We weren't to stay at THAT place for the night after all, oh no! It was to be another car ride 15 blocks away, and then the price was not what we were quoted, in fact nothing was what we expected and we were caught with the sinking feeling that we were pawns in a gigantic chess game where the rules kept changing dramatically. It was either a choice of jumping back into the car and finding our way to another place to stay or biting the bullet and staying with what we were stuck with. I hope y'all have never had to be in the situation of not getting what you were promised!

Eventually we all get back together and got ourselves fed and sorted and prepared to go out on the town for a night of music and dance and have some FUN! I got a few locations of good Cuban music for that night from Juan our host, an interesting and intelligent man who was a magazine writer and the manager for a Cuban band that had toured all over Europe.

We went to the first spot, one small and un-touristy Casa de Musica, and although it was only a dollar to get in, it was too small for our comfort. The second was harder to find, but before we got there, we were 'found' by some local Cubans who were willing to lead the way to la Casa des Trobas. By then we were tired and only wanted to have a beer, so we sat down in a restaurant where we all (the 5 of us and our four guides) sat for a beer each. It was pleasant, but again came that moment of confusion when we realized that the guides were not going to pay for their drinks ("We don't have any money, Senor!" they pleaded innocently) and we were stuck footing the bill. Another gaffe in guiding.

Finally we got to the point of the evening and we younger 3 went to la Casa des Trobas while Dave and Linda went back to bed, and once we got in the door (and told our persistently still-attentive guides we weren't paying for them to come in with us) it was magical. The music was live and beautiful, a band of about 10 old guys up there rocking it out like salsa had just hit town, just like we imagined.

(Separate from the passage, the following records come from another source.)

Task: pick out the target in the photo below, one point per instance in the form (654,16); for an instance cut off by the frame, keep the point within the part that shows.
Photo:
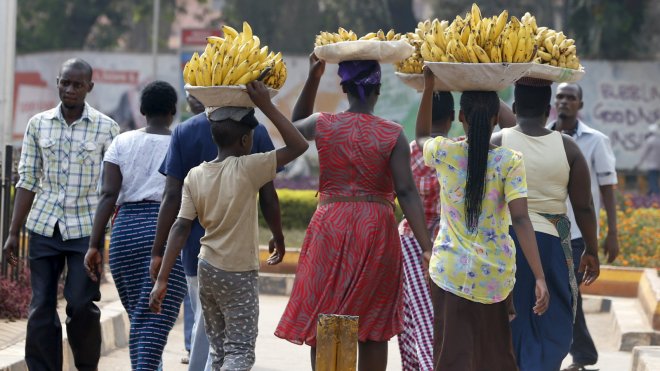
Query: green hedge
(298,206)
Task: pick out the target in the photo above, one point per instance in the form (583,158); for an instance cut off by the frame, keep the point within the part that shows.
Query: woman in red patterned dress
(350,262)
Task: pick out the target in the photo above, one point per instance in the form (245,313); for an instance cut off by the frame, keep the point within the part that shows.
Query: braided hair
(479,108)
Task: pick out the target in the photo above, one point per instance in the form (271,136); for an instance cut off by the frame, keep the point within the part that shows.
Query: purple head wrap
(359,73)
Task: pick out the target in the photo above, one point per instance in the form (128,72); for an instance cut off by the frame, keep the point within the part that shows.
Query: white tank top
(547,170)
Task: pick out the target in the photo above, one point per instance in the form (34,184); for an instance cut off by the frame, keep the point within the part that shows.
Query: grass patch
(292,237)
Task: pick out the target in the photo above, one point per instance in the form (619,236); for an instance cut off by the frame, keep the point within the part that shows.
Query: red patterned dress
(350,261)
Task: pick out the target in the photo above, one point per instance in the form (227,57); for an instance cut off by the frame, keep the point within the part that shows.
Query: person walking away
(416,340)
(650,159)
(136,187)
(555,170)
(223,195)
(596,148)
(472,268)
(350,261)
(59,169)
(192,144)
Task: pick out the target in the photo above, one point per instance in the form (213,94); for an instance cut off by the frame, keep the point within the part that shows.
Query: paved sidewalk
(273,354)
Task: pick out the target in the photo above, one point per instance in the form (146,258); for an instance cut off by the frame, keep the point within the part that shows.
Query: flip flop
(578,367)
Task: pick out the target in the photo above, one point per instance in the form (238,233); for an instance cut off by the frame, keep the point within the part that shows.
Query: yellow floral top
(480,266)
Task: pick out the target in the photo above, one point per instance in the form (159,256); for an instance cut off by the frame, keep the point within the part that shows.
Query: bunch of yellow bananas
(414,63)
(382,36)
(326,38)
(236,59)
(555,49)
(474,39)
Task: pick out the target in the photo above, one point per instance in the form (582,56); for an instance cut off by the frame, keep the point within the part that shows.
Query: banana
(520,54)
(229,32)
(555,51)
(199,77)
(530,49)
(369,36)
(248,77)
(560,38)
(481,54)
(186,69)
(215,40)
(548,44)
(462,51)
(569,51)
(545,57)
(425,50)
(496,54)
(465,34)
(475,13)
(507,51)
(499,25)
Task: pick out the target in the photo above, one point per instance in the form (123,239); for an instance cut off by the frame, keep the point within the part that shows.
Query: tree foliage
(291,25)
(45,25)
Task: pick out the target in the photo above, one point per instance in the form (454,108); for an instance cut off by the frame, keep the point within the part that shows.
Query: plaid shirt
(62,163)
(429,190)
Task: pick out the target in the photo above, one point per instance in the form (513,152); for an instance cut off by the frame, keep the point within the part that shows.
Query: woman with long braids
(472,267)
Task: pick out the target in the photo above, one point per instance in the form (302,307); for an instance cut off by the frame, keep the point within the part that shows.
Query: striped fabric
(416,341)
(130,253)
(62,163)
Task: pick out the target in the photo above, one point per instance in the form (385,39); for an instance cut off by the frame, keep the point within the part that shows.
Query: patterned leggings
(130,252)
(416,341)
(230,301)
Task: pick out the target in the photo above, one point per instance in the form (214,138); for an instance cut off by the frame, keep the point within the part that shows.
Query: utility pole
(8,45)
(154,39)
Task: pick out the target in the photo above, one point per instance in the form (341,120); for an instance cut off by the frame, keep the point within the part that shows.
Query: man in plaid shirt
(59,170)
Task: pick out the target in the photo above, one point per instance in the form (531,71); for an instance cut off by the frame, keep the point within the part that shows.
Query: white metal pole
(8,44)
(154,39)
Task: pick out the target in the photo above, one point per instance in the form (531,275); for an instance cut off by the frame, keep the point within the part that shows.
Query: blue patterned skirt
(132,237)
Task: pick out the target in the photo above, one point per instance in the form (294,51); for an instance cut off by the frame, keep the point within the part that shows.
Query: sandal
(578,367)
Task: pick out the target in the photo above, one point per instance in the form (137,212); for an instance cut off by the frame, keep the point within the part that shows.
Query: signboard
(621,99)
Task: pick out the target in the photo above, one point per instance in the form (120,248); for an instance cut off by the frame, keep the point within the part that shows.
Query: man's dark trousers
(43,345)
(583,349)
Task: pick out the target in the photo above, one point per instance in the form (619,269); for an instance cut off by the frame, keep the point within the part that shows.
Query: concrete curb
(646,358)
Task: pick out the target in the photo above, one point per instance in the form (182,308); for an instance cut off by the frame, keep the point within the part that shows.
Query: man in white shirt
(596,148)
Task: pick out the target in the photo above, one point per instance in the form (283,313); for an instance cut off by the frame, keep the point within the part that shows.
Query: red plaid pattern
(416,341)
(429,190)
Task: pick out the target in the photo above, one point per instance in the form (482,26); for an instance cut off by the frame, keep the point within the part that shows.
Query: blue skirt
(132,237)
(542,342)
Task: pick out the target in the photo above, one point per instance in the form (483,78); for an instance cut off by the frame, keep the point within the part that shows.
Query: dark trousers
(43,345)
(583,349)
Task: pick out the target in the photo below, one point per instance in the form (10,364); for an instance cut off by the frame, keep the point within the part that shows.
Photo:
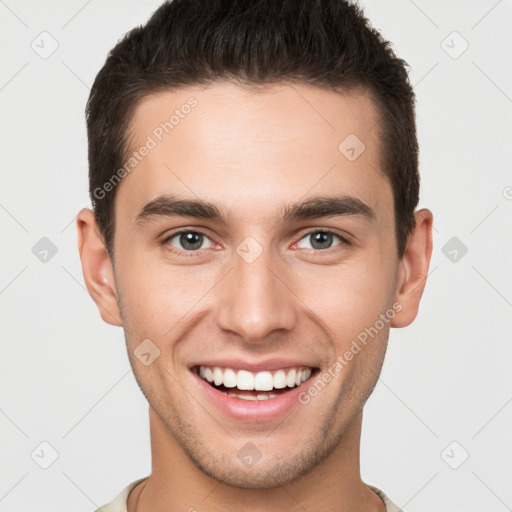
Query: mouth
(254,386)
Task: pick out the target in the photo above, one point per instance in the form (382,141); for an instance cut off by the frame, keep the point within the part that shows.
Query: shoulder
(118,504)
(390,506)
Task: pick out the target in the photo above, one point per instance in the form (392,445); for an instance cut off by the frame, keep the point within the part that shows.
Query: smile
(247,385)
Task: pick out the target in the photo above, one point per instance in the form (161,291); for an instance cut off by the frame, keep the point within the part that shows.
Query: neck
(176,483)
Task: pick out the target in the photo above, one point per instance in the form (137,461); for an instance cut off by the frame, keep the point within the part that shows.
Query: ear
(97,267)
(413,269)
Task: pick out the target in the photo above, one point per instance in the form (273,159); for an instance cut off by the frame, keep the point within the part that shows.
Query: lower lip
(252,411)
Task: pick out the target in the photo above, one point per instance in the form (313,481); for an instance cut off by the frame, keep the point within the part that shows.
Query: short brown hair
(325,43)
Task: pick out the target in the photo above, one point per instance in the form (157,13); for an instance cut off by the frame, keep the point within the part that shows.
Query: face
(254,245)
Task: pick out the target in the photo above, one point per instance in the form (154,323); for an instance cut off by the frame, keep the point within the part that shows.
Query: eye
(187,241)
(322,239)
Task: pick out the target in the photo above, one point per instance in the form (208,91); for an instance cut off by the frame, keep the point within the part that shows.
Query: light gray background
(65,375)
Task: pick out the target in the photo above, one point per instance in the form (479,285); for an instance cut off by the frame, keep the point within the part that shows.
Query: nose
(255,299)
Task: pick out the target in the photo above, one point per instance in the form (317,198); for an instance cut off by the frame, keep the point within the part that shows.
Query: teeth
(218,376)
(280,379)
(290,378)
(245,380)
(259,381)
(263,381)
(229,379)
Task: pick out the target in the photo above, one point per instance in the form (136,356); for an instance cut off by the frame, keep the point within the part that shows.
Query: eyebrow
(313,208)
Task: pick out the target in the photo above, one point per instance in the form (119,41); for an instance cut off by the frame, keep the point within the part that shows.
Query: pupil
(323,239)
(192,240)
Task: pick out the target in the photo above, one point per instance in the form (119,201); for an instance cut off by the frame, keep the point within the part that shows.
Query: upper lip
(254,366)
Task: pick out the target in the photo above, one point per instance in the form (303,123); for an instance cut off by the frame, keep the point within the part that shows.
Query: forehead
(250,149)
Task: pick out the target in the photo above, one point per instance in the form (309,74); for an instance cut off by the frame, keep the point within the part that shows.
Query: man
(254,177)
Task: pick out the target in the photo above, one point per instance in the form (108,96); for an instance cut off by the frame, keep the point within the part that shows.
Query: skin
(252,152)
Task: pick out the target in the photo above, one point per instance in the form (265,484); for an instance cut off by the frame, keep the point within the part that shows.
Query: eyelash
(340,246)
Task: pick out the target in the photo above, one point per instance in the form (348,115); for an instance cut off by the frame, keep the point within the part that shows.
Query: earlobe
(413,271)
(97,268)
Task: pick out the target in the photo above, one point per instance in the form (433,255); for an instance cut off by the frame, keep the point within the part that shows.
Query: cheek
(350,297)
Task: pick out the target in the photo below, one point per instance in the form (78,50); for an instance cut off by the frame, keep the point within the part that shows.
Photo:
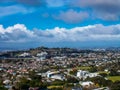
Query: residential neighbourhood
(60,69)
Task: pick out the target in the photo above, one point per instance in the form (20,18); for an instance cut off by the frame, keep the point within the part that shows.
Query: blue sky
(59,23)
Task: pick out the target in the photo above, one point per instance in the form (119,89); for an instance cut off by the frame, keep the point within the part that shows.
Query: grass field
(114,78)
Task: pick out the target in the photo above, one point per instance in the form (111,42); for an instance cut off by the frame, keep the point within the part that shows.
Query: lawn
(114,78)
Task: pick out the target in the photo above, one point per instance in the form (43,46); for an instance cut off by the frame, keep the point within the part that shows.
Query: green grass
(103,72)
(114,78)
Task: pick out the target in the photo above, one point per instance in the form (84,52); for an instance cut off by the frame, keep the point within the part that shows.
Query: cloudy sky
(59,23)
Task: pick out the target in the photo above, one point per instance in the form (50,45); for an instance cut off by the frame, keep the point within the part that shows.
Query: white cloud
(14,9)
(103,9)
(98,32)
(71,16)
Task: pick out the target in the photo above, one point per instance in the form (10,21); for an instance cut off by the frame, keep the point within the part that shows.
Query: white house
(55,75)
(84,74)
(42,55)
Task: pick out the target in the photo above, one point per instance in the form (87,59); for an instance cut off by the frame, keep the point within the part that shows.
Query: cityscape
(59,44)
(45,68)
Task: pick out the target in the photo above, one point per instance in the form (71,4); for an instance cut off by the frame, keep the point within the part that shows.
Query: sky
(59,23)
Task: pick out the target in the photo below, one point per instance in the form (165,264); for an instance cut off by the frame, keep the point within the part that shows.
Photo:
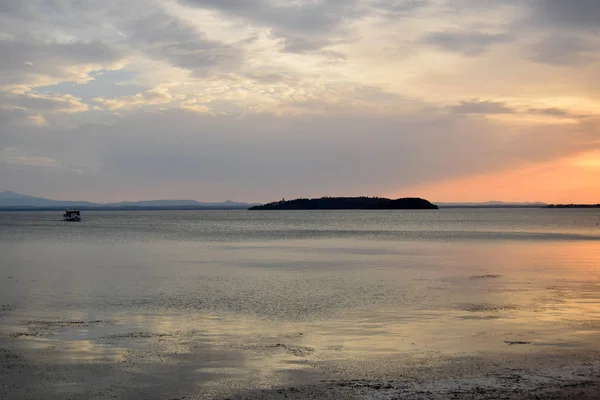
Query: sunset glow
(258,100)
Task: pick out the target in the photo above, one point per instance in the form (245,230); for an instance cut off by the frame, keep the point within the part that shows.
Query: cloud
(564,50)
(464,42)
(155,96)
(575,14)
(31,63)
(45,103)
(552,112)
(481,107)
(164,37)
(303,26)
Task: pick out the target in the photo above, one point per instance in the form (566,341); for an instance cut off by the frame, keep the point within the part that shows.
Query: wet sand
(465,305)
(103,359)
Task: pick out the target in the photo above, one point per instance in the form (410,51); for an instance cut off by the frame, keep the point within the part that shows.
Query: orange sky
(569,180)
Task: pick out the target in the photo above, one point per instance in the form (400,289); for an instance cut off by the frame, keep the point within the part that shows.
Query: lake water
(218,303)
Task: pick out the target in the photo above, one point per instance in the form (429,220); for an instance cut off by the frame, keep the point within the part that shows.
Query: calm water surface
(268,292)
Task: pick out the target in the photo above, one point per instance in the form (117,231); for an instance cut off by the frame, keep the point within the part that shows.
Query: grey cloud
(396,8)
(564,50)
(464,42)
(22,61)
(554,112)
(264,157)
(166,38)
(43,103)
(481,107)
(305,26)
(576,14)
(300,17)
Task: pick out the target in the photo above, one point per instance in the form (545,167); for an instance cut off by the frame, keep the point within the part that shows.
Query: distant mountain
(10,200)
(350,203)
(493,204)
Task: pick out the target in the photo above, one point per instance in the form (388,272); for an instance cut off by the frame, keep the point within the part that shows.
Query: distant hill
(493,204)
(573,206)
(12,200)
(350,203)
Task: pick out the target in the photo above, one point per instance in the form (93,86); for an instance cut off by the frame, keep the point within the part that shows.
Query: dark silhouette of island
(573,206)
(350,203)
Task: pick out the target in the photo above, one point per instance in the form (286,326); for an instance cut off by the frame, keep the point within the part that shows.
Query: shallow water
(242,300)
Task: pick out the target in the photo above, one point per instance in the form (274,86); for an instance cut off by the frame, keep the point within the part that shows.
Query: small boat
(72,216)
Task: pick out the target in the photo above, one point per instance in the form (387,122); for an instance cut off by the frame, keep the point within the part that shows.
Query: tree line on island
(349,203)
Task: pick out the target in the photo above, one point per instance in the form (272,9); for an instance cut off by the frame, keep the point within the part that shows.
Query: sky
(258,100)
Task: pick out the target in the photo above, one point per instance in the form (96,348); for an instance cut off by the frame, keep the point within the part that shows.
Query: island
(573,206)
(349,203)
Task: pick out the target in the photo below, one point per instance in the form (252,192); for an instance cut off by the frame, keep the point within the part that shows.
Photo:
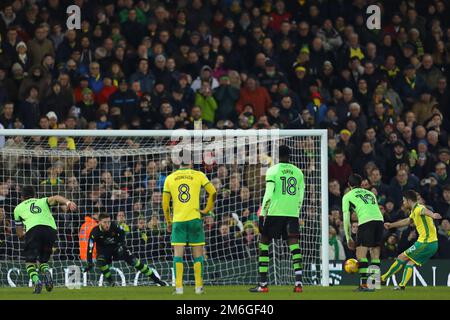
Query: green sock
(44,267)
(32,272)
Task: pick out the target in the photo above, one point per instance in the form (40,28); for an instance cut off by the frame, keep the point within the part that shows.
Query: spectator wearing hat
(144,76)
(125,101)
(205,75)
(21,56)
(39,46)
(226,96)
(255,95)
(340,169)
(317,107)
(205,100)
(56,101)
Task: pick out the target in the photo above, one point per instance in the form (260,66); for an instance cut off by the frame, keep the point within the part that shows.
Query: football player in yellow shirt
(426,245)
(183,186)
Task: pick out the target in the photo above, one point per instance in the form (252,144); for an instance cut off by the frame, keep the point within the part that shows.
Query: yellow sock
(198,271)
(178,265)
(407,274)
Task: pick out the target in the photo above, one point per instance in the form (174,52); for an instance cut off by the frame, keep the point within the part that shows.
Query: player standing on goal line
(282,202)
(370,227)
(40,234)
(426,245)
(109,238)
(183,186)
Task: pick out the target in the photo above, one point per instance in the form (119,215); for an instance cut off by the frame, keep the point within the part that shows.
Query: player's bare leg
(263,262)
(361,255)
(197,252)
(178,268)
(398,264)
(294,247)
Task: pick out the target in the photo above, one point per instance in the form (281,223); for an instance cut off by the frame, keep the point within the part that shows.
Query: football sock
(263,262)
(106,272)
(363,265)
(32,272)
(178,267)
(43,267)
(297,263)
(198,271)
(407,273)
(395,267)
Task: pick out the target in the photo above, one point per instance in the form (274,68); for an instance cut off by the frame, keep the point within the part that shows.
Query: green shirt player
(281,207)
(370,226)
(35,214)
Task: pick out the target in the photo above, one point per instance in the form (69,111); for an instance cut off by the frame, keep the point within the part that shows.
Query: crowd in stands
(382,95)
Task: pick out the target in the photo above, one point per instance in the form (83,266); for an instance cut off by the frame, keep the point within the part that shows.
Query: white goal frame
(322,133)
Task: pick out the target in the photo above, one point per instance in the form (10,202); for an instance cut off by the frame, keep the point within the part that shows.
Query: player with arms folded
(109,239)
(281,208)
(426,245)
(40,234)
(370,227)
(183,186)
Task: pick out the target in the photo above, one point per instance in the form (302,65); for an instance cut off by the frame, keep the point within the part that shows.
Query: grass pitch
(227,293)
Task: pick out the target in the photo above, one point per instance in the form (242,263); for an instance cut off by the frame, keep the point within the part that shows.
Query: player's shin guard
(178,268)
(363,265)
(43,267)
(263,263)
(106,272)
(407,273)
(297,262)
(32,272)
(198,271)
(395,267)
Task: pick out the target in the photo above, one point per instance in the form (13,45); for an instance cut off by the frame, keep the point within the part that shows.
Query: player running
(281,207)
(40,234)
(110,243)
(426,245)
(370,227)
(183,186)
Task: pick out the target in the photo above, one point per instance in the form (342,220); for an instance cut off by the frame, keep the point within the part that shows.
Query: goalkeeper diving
(282,202)
(426,245)
(184,186)
(109,238)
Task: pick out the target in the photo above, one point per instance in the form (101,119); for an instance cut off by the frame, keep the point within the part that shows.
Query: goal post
(122,172)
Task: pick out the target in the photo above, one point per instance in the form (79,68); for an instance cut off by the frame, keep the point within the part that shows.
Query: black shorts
(39,242)
(108,254)
(280,227)
(370,234)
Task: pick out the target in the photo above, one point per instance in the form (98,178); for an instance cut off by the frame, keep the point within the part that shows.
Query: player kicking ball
(183,186)
(281,207)
(110,243)
(40,234)
(370,227)
(426,245)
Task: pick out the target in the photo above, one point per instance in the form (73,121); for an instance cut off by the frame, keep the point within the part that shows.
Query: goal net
(123,172)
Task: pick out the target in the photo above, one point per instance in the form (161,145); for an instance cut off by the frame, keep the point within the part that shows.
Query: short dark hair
(28,192)
(355,180)
(284,152)
(103,215)
(410,195)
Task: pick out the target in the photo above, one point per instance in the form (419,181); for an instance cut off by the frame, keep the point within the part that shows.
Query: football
(351,266)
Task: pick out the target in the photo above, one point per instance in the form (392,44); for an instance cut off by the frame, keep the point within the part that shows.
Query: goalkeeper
(40,234)
(183,186)
(281,207)
(370,227)
(110,243)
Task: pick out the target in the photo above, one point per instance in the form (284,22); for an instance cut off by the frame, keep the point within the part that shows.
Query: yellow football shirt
(424,224)
(184,187)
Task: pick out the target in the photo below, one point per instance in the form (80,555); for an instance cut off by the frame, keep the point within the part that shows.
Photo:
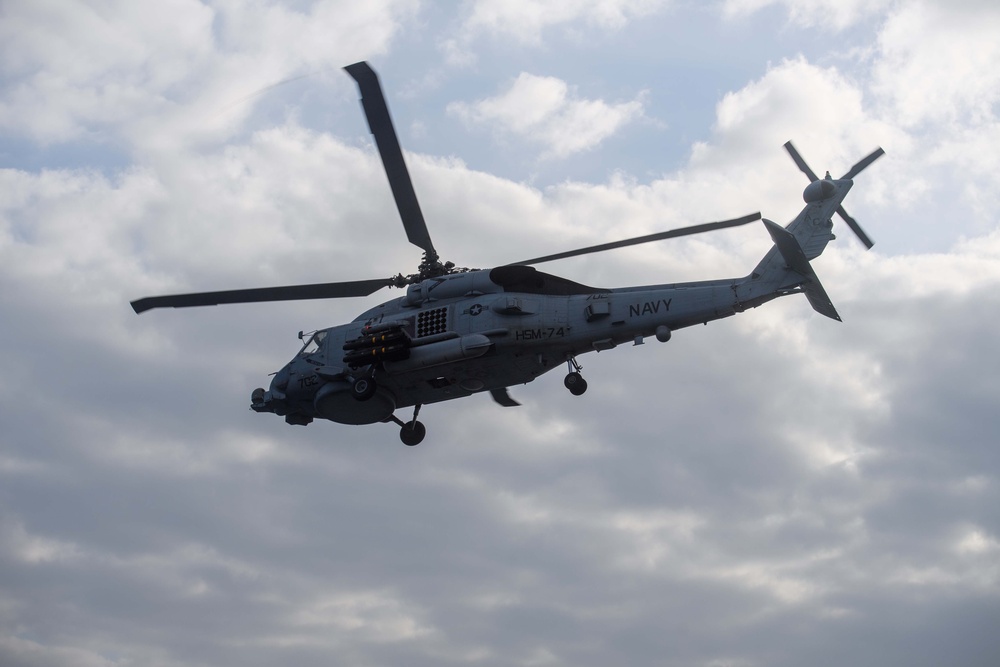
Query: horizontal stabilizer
(796,260)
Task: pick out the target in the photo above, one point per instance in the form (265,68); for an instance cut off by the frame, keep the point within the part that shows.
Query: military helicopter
(458,332)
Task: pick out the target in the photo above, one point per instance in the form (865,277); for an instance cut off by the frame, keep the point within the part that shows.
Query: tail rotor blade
(855,227)
(380,124)
(673,233)
(803,167)
(863,164)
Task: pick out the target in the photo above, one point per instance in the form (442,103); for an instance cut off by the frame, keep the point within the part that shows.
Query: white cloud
(525,20)
(835,14)
(546,110)
(164,77)
(937,63)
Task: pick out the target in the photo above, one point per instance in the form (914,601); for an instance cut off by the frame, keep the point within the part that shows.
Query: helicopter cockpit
(314,343)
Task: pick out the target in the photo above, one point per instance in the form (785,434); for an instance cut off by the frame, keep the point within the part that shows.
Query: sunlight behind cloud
(546,110)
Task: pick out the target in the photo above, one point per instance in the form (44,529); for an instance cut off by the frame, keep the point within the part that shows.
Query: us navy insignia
(649,307)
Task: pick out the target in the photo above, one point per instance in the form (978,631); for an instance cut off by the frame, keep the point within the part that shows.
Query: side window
(314,344)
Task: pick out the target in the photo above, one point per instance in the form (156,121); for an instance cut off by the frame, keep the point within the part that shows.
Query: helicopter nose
(274,399)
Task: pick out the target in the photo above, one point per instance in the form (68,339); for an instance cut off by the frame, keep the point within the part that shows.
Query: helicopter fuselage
(478,331)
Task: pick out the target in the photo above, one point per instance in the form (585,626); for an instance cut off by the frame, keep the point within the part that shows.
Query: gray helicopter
(458,332)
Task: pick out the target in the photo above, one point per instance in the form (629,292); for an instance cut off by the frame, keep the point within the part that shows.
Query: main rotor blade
(863,164)
(673,233)
(853,224)
(380,124)
(800,162)
(288,293)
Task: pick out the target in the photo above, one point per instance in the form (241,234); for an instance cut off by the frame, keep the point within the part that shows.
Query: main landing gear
(412,432)
(574,381)
(364,388)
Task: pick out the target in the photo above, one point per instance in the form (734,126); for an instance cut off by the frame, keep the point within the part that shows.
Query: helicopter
(458,331)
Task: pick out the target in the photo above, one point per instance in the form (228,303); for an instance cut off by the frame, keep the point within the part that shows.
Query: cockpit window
(314,344)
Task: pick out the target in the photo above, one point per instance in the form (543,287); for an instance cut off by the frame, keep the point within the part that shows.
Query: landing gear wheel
(363,388)
(575,383)
(412,433)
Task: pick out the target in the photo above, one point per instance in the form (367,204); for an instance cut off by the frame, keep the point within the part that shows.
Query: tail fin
(796,260)
(785,269)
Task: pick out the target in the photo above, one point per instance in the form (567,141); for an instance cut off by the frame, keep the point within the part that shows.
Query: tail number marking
(540,334)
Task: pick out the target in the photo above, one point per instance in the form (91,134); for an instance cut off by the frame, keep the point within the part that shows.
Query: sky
(771,489)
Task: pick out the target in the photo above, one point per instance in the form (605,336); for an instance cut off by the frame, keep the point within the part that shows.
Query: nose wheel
(574,381)
(411,433)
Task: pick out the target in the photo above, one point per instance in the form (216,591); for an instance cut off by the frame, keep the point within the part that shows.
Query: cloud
(834,14)
(526,22)
(117,75)
(546,110)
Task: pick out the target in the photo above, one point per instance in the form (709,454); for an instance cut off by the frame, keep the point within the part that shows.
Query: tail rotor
(851,173)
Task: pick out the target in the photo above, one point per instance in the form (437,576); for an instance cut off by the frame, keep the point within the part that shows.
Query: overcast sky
(773,489)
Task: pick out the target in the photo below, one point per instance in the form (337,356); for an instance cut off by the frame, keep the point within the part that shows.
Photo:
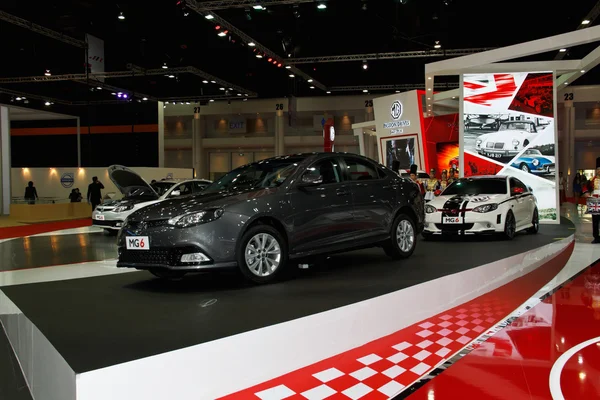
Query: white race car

Maciek and I danced (yes, these kids can MOVE!) on the balcony in full view of the 20 or 30 locals that were hanging out below. Maciek got many approving looks at his catch of a woman. Luke didn't dance, just sat and nursed his beer, but I danced as much as I could and I was frankly glad he was there to deflect those approving looks! After an hour things packed up and we headed out, going in four different directions looking for home. Being wise to the whiles of the guides, we refused one after another and walked around like blind men, but we did get there eventually and tumbled down into bed tired tourists.